Minneapolis Knitting Works

These are postcards advertising babies' underwear made by Minneapolis Knitting Works. These have verses based on well-known nursery rhymes: Old Woman Who Lived in a Shoe; Pussy Cat, Pussy Cat; Jack and Jill; and Pat a Cake, Pat a Cake. There were also cards with Ba! Ba! Black Sheep and Mary Had a Little Lamb. The verses start out with the usual lines and end with something about the Minneapolis Knitting Works "M" products, for example:
Pat a cake, pat a cake, Baker's Man,
Bake me a cake as fast as you can.
Pat it and roll it and mark it "M.B."
Which stands for "M" Band for
Babies, you see.

Minneapolis Knitting Works began as the St. Paul Knitting Works. In 1891 St. Paul Knitting Works moved to Minneapolis and was reincorporated as Minneapolis Knitting Works. The company was located at 620-708 Bryant Avenue North for a long time.

The classified ad shown below is from a July 1920 Minneapolis Tribune and mentions a "new factory." The ad seems unusually long and makes the company sound like a great place to work. Among other things, it says: "In fact you will just smile away the hours, thinking of the good wages receive for such pleasant work, and go home happy and cheerful each day."

There are a number of old Minneapolis Knitting Works magazine ads shown on the web. One of my favorites is a colorful undated Halloween ad shown here. The latest ad that I saw was from 1953 and lists a Utica, New York address for the company instead of the Minneapolis address.
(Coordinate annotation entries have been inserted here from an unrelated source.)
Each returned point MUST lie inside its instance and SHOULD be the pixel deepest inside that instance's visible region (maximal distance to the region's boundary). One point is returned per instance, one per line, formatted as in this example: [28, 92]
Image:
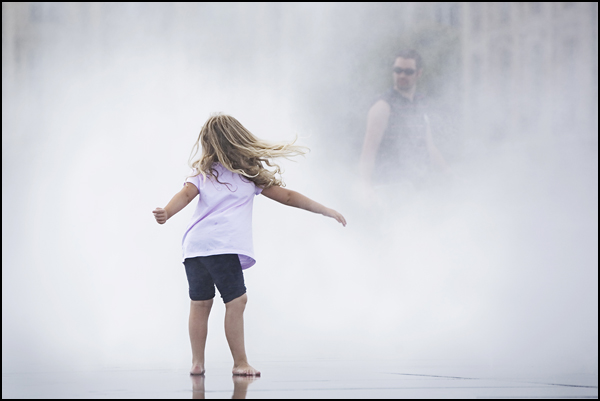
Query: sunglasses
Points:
[407, 71]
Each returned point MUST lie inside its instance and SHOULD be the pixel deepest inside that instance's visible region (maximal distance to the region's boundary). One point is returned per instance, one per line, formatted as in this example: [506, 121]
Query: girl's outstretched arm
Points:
[293, 198]
[178, 202]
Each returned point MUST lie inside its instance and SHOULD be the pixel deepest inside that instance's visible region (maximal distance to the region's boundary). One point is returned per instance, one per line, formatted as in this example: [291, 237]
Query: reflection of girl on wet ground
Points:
[217, 244]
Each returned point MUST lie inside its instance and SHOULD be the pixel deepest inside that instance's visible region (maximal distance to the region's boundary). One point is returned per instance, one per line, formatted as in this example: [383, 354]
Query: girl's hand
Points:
[336, 215]
[160, 215]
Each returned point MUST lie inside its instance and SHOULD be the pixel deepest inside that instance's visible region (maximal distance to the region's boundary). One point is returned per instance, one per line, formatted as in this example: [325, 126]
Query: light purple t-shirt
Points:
[222, 221]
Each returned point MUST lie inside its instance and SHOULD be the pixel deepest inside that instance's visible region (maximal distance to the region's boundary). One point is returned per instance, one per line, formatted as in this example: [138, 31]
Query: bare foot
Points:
[245, 370]
[197, 370]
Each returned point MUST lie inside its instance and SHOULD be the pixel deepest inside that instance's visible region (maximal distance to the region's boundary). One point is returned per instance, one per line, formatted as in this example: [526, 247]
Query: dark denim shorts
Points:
[224, 271]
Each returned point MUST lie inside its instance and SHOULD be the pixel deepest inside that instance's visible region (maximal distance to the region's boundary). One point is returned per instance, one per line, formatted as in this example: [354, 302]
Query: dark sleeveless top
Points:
[402, 154]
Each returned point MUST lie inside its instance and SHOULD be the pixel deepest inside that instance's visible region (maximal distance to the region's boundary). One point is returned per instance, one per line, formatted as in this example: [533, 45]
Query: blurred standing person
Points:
[398, 148]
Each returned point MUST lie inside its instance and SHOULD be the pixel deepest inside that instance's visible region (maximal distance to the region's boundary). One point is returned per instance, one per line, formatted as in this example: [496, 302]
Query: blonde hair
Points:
[224, 140]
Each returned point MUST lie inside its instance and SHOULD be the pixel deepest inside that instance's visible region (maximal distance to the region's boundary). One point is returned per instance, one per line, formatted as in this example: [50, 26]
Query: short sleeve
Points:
[193, 179]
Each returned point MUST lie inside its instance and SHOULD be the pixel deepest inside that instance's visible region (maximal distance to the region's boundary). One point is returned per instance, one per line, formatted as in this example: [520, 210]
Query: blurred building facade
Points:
[525, 68]
[530, 68]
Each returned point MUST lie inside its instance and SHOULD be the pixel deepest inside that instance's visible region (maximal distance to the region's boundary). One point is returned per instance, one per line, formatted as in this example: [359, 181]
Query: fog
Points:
[102, 103]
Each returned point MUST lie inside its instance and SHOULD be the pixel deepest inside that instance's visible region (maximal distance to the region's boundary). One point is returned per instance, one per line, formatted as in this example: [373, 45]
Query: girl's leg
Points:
[199, 311]
[234, 331]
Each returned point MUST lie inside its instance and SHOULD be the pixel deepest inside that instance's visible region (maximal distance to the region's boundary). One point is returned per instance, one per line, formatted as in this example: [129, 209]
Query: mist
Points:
[102, 103]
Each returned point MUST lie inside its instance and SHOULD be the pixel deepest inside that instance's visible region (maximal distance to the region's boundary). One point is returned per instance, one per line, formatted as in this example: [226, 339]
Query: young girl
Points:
[217, 244]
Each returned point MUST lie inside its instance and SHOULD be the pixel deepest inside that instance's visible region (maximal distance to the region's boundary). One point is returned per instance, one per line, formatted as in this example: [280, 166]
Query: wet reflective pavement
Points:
[308, 379]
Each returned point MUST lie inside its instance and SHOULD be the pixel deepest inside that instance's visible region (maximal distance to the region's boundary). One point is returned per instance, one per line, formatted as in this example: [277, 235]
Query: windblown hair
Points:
[224, 140]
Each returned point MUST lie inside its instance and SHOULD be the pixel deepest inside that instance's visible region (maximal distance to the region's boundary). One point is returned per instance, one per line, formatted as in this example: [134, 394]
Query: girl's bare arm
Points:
[178, 202]
[296, 199]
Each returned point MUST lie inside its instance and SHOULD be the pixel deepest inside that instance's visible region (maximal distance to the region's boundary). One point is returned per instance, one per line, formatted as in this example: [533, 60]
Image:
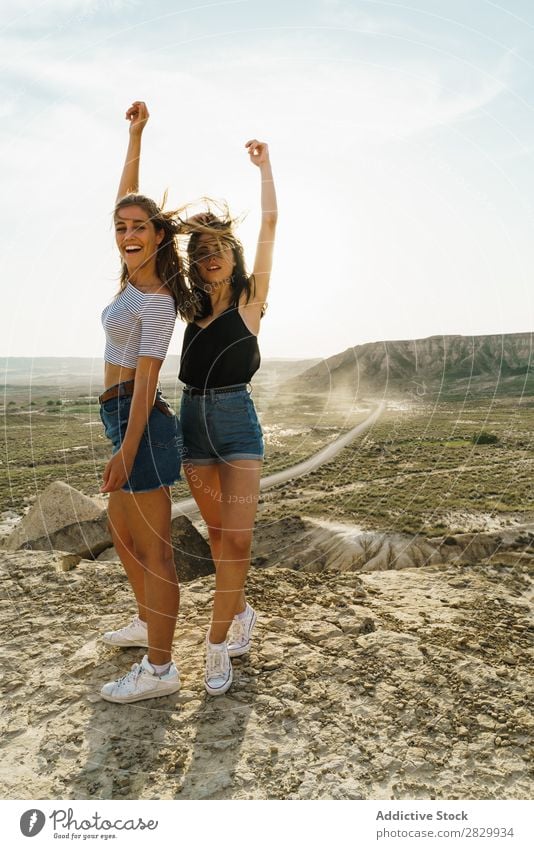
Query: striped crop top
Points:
[138, 324]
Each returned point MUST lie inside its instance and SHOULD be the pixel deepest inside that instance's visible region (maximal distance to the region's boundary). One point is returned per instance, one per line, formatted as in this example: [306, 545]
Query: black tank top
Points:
[221, 354]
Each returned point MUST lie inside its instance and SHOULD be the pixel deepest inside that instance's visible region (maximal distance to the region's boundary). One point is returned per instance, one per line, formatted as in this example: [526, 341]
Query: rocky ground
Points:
[371, 677]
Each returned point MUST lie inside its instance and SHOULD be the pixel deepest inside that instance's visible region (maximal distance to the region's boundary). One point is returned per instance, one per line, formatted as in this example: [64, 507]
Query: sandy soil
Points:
[409, 683]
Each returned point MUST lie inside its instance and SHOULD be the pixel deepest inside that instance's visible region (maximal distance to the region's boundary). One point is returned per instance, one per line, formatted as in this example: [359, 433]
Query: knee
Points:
[215, 533]
[239, 542]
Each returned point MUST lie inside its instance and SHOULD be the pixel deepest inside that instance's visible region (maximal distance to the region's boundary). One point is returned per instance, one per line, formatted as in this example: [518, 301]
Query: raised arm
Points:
[259, 155]
[137, 115]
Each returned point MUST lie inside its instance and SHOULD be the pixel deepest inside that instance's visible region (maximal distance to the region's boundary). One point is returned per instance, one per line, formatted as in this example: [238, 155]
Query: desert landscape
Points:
[393, 584]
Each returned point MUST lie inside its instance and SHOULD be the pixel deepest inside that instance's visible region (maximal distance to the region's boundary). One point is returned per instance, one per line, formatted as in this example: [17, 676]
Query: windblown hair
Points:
[221, 229]
[168, 262]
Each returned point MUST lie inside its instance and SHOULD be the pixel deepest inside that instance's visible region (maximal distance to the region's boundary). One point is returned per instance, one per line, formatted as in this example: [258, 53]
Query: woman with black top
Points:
[223, 440]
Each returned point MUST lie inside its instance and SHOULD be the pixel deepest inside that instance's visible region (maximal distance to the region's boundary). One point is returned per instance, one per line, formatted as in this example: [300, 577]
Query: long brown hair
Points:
[221, 228]
[168, 262]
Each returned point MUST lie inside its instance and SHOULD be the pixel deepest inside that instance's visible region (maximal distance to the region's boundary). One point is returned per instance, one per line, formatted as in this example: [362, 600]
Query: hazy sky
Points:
[401, 137]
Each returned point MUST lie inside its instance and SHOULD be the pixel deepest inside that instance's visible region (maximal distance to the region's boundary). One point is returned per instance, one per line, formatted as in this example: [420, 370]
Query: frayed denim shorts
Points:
[220, 426]
[159, 456]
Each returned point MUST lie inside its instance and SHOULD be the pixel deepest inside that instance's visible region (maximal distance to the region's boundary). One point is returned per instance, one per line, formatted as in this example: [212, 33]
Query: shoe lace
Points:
[215, 663]
[131, 676]
[237, 631]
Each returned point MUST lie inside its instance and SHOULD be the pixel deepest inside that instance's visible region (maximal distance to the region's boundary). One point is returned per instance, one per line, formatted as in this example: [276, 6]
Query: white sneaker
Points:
[134, 634]
[141, 683]
[219, 674]
[239, 636]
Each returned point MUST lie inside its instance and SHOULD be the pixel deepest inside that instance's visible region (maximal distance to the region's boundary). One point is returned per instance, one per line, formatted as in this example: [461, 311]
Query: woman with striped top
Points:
[223, 439]
[144, 431]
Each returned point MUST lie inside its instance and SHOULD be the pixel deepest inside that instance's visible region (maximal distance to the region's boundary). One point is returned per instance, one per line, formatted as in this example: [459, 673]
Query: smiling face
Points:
[213, 258]
[137, 238]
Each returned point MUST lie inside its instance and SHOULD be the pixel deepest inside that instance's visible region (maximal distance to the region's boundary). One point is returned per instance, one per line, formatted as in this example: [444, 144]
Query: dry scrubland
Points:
[401, 679]
[417, 470]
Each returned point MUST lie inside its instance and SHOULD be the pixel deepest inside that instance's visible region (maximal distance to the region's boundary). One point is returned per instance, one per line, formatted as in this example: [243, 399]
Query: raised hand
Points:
[258, 152]
[137, 115]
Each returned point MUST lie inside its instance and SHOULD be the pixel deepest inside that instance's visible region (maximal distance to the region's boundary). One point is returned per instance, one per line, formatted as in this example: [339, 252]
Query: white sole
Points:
[220, 691]
[154, 694]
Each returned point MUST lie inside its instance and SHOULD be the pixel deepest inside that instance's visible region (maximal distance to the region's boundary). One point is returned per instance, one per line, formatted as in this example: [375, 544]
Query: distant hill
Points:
[445, 365]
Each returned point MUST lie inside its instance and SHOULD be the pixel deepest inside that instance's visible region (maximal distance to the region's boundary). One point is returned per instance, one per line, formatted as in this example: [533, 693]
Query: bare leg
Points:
[124, 546]
[148, 518]
[205, 485]
[240, 483]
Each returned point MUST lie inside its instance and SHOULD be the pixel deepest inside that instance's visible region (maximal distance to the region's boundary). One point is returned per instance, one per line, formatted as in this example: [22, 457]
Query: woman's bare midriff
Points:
[114, 374]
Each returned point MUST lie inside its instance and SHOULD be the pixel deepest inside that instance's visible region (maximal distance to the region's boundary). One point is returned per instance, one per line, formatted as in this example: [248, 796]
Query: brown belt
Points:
[126, 388]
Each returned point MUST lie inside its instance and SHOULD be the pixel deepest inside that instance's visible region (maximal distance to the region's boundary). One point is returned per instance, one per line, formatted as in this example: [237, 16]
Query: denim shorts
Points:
[158, 459]
[219, 427]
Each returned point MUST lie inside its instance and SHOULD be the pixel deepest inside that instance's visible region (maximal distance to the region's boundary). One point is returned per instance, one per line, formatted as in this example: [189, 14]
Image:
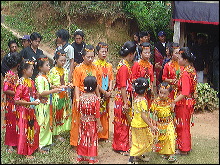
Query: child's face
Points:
[175, 54]
[46, 67]
[61, 61]
[181, 61]
[89, 58]
[146, 54]
[103, 52]
[163, 93]
[29, 71]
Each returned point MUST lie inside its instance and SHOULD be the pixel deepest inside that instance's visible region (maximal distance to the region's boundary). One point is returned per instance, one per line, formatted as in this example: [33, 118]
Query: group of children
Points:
[38, 110]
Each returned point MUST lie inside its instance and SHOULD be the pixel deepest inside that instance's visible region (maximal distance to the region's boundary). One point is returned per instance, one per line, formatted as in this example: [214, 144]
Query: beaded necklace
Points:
[60, 70]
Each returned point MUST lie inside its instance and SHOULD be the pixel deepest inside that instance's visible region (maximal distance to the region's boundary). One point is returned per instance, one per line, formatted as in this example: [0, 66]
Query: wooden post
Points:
[176, 35]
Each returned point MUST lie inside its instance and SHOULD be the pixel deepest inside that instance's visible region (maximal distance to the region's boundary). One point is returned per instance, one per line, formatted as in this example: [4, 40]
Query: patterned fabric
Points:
[62, 106]
[80, 72]
[164, 117]
[184, 108]
[106, 77]
[28, 128]
[8, 105]
[89, 106]
[43, 111]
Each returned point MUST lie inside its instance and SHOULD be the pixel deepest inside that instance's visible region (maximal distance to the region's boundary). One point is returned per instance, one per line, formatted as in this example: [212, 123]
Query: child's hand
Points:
[36, 102]
[100, 128]
[154, 129]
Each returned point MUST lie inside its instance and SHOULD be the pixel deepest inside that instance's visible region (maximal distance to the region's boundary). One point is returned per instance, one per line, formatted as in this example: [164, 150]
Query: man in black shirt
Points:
[32, 52]
[13, 47]
[78, 46]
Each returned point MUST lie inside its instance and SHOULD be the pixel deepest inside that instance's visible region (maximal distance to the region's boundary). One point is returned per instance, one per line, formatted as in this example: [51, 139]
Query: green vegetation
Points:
[5, 37]
[206, 98]
[205, 151]
[153, 16]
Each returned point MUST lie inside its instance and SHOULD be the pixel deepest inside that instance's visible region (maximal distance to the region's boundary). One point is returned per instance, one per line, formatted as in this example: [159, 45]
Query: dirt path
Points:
[43, 46]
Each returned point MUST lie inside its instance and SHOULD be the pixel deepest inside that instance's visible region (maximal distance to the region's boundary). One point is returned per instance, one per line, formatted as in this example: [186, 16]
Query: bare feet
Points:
[30, 157]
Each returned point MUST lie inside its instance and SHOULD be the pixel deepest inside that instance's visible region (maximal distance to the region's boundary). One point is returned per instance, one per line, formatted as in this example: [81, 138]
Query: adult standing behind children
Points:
[86, 68]
[26, 97]
[8, 104]
[141, 127]
[159, 54]
[185, 100]
[78, 46]
[13, 47]
[63, 38]
[25, 41]
[32, 52]
[122, 108]
[105, 87]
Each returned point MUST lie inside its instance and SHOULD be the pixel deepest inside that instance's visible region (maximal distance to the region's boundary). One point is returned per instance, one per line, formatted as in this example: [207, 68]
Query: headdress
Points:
[61, 54]
[89, 50]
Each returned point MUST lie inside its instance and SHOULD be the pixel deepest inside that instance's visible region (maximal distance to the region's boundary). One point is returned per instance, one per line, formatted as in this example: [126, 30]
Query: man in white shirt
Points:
[63, 38]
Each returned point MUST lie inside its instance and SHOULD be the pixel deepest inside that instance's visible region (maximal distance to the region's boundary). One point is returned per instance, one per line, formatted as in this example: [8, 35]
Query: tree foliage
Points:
[152, 16]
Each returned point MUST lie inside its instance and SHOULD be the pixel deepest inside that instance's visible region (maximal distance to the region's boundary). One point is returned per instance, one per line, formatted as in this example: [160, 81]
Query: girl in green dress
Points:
[61, 101]
[43, 113]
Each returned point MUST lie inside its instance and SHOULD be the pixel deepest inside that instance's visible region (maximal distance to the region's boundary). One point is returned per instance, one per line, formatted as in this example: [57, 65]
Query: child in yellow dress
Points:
[141, 127]
[163, 117]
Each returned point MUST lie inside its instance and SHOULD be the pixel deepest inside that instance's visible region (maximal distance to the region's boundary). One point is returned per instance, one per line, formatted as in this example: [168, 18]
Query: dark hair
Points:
[57, 55]
[11, 42]
[88, 48]
[140, 85]
[171, 46]
[41, 61]
[35, 36]
[13, 60]
[165, 85]
[101, 45]
[145, 44]
[186, 54]
[90, 83]
[128, 47]
[143, 33]
[63, 34]
[24, 65]
[79, 32]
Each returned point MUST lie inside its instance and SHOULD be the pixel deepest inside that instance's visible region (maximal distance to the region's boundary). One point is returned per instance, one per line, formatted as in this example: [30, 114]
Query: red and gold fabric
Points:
[80, 72]
[121, 125]
[106, 73]
[89, 108]
[172, 71]
[8, 105]
[165, 123]
[184, 108]
[28, 128]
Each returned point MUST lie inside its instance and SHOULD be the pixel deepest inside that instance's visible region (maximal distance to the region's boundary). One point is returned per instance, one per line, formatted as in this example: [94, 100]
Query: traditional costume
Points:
[89, 107]
[44, 111]
[62, 106]
[28, 128]
[172, 71]
[142, 137]
[165, 140]
[184, 108]
[106, 77]
[144, 69]
[80, 72]
[8, 104]
[121, 125]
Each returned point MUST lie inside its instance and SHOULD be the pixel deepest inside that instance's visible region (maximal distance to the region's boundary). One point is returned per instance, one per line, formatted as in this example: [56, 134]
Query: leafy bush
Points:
[152, 16]
[206, 98]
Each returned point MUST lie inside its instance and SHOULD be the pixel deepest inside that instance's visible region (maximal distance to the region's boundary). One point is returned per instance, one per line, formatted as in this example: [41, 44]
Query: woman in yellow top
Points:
[105, 87]
[163, 117]
[141, 127]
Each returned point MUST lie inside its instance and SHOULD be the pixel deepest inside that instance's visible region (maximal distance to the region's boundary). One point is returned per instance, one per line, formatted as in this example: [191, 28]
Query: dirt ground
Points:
[206, 126]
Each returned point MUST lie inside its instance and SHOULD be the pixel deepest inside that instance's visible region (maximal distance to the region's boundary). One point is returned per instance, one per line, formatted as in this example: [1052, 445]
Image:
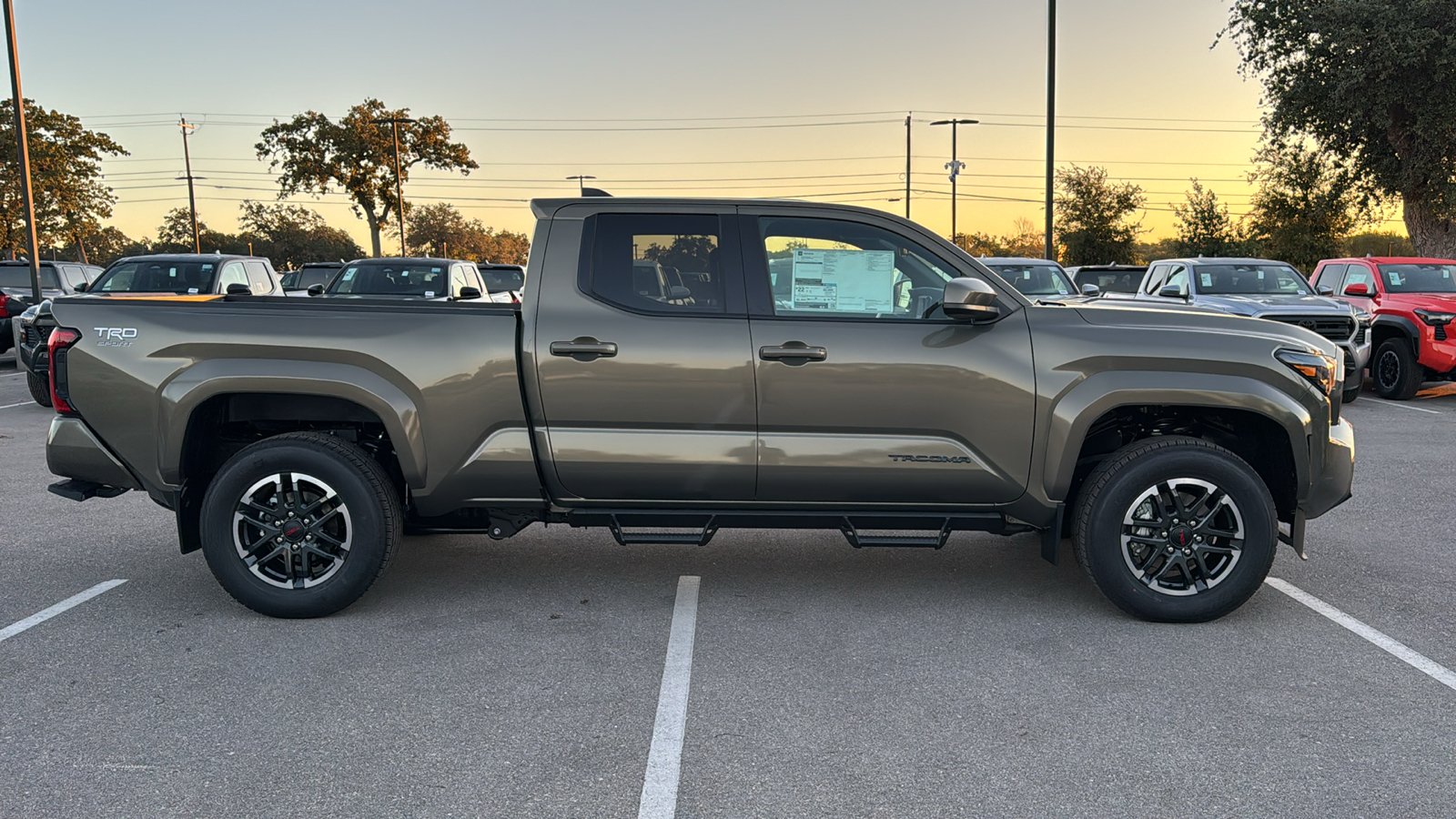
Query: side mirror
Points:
[970, 299]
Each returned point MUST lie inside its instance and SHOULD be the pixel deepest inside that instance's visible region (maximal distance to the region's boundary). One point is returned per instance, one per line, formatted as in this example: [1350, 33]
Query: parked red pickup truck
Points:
[1412, 300]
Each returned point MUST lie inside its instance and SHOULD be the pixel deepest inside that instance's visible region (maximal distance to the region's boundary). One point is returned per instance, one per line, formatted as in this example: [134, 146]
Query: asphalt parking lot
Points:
[521, 678]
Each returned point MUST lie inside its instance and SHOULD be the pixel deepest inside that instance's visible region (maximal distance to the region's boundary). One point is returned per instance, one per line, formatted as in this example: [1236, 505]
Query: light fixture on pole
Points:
[399, 181]
[191, 196]
[24, 150]
[956, 165]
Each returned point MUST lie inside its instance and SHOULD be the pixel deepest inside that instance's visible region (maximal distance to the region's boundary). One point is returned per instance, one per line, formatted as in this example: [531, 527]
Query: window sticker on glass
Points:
[855, 281]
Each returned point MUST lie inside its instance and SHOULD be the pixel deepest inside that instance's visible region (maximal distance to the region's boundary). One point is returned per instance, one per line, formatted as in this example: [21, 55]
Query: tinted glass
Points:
[258, 278]
[15, 276]
[666, 263]
[181, 278]
[1036, 278]
[824, 267]
[1419, 278]
[1251, 280]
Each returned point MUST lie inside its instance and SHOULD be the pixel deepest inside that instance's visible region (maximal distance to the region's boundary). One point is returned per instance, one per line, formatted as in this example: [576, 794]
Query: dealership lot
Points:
[521, 678]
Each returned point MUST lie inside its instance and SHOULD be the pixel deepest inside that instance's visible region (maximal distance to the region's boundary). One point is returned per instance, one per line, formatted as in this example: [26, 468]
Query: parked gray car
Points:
[795, 379]
[1264, 288]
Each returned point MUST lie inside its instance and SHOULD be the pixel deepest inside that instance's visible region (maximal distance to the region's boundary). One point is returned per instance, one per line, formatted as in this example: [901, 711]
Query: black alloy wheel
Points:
[1395, 370]
[300, 525]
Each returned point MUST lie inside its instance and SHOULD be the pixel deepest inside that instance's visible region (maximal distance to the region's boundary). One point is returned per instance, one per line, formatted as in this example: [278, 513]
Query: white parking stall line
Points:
[1387, 643]
[664, 760]
[47, 614]
[1407, 407]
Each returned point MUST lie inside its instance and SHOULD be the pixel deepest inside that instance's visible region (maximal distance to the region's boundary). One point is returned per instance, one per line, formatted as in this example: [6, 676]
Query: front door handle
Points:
[584, 349]
[795, 351]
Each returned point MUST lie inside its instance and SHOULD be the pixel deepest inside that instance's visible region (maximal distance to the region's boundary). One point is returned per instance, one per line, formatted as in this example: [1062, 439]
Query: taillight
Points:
[57, 347]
An article in the Utica Daily Press in January, 1952 announced that the manufacturing operations of the Minneapolis Knitting Works were to be transferred to Utica. The Minneapolis mill was described as a wholly-owned subsidiary of Utica Knitting Company. The Minneapolis line of children's and infants' garments was to supplement the Utica company's adult line. At that time, the Minneapolis label was not being replaced by the Utica label, and the Minneapolis comapny's offices were to remain in Minneapolis. The Minnesota Historical Society has a 1952 photo of the Minneapolis building here.